The problem with the nearest exit was that it was located in the laundry room. So now, not only am I running with burning ash flying all over the place, I'm running through the most flammable room in the house. Chemicals and cotton. I'm sure if I had a gasoline and aerosol can room, I'd have gone through that. I get to the door, open it up, and throw the paper into the snow. OK. Crisis averted. So I calm down and head back into the house, with a pretty nice burn on my hand. Nothing too bad, but the shit hurts. I run some cold water over it, then realize I've got some cleaning up to do.
I go back into the laundry room and find all the ash. Luckily, nothing was burned. I put out what was still burning in the fireplace. I triple check my torch run to glory for any remaining ash. If my mom or dad find any evidence of this, I'll be a dead man.
OK, house looks good. no evidence of this anywhere. Sweet. I'm going to get away with it. My parents get home later that evening, and the first thing my mom says is, "What's that smell? Were you making a fire?"
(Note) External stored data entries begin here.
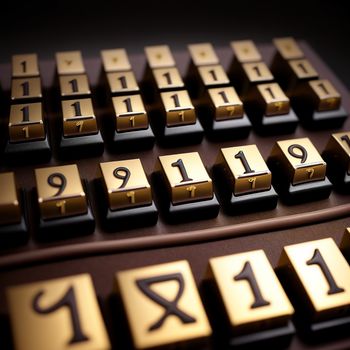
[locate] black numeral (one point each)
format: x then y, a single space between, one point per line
302 156
247 274
317 259
58 181
125 177
179 163
240 155
67 301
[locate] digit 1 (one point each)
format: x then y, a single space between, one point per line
179 163
123 83
317 259
213 74
247 274
168 78
346 138
257 70
127 102
74 85
240 155
175 97
224 97
24 66
269 90
25 87
77 109
25 111
322 87
67 301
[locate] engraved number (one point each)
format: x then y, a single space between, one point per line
175 97
317 259
25 87
123 83
127 102
240 155
213 74
179 163
302 156
125 177
26 131
170 306
25 111
58 181
77 109
247 274
24 66
224 97
67 301
168 78
74 84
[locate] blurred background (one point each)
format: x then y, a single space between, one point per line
34 26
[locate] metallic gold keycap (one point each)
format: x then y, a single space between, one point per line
226 103
186 177
203 54
301 160
250 290
26 89
69 62
288 48
168 78
130 113
26 123
245 51
213 75
339 146
322 276
74 85
246 168
78 118
126 184
324 95
60 192
25 65
178 108
159 56
115 60
272 99
302 69
10 211
163 306
257 72
57 314
122 82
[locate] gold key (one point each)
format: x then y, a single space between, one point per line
186 178
26 123
57 314
130 113
10 211
321 275
78 118
125 184
60 192
252 295
300 159
246 169
163 306
25 65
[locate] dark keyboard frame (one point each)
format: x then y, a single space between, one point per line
102 254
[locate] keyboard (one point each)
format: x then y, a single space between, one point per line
195 199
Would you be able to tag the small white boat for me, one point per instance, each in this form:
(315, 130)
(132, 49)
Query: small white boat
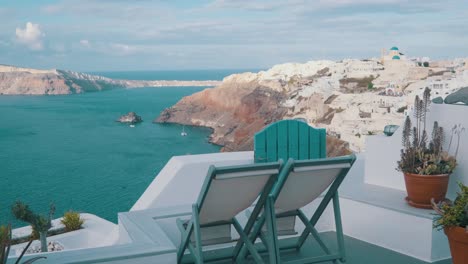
(183, 133)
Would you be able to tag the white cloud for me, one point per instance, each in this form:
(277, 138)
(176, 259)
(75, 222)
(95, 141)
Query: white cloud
(85, 43)
(31, 36)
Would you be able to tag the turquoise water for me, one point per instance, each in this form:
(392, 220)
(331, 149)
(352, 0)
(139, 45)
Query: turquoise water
(182, 75)
(70, 151)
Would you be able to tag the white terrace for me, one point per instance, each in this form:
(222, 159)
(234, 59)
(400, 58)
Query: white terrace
(372, 206)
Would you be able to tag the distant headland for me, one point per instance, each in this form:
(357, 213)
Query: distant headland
(26, 81)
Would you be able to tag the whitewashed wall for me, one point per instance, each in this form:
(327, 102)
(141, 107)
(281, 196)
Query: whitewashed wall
(382, 153)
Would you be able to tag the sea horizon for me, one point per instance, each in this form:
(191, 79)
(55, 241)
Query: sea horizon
(172, 75)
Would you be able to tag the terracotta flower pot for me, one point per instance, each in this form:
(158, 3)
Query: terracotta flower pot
(421, 188)
(458, 240)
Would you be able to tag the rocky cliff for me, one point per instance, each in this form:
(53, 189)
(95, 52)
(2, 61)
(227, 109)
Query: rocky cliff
(349, 98)
(19, 81)
(235, 110)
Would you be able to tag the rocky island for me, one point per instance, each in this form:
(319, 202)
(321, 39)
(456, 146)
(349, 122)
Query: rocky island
(352, 98)
(26, 81)
(130, 118)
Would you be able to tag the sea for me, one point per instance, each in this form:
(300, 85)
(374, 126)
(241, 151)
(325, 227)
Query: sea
(70, 151)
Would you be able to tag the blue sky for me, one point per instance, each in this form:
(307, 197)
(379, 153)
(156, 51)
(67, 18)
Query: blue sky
(100, 35)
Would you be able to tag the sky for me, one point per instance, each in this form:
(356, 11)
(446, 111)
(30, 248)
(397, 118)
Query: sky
(110, 35)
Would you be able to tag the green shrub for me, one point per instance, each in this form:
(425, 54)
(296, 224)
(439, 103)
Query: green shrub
(72, 221)
(40, 223)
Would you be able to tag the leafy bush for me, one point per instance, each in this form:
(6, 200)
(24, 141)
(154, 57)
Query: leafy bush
(40, 223)
(5, 246)
(72, 221)
(453, 213)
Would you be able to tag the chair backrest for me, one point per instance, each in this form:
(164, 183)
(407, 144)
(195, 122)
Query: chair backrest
(301, 182)
(228, 191)
(289, 139)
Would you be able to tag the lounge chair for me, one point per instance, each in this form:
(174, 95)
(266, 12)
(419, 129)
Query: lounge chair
(287, 139)
(300, 183)
(226, 192)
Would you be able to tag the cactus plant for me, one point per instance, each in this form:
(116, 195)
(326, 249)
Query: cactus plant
(419, 156)
(40, 223)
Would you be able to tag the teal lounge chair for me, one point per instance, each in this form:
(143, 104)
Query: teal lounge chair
(287, 139)
(300, 183)
(226, 192)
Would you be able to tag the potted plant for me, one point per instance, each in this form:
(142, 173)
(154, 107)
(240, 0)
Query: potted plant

"Wha? No, God no. I would never disobey you dear mother! For, I merely lit a candle to soothe my senses whilst reading Goofus and Gallant!"
Sweet, she bought it! I'm in the zone! If only she knew, a mere two hours ago, I was very close to burning our humble abode to a pile of embers. An hour or so later, the entire family is home and we are eating dinner. My mother asks, "What's in your hair?"
"There's something in your hair."
"No there's not."
Little sister says, "Yes there is. It's white!"
Mom comes in for a closer inspection. "It's singed! You singed your hair! You did try to start a fire!"
Indeed I did. And it was then I learned that no matter what I do, no matter how much I try to cover it up, my mother will always find out.
So that's a lesson for you kids, moms know. They find out. Don't know how, but they find out. Well, I do know how. I was a dick that burned my hair. Even had I not done that, she would have known. Don't ask me how. She would have known.
I believe that day was the last time I wanted to be a fireman. After that, I wanted to be a monkey. I've always wanted to be a monkey.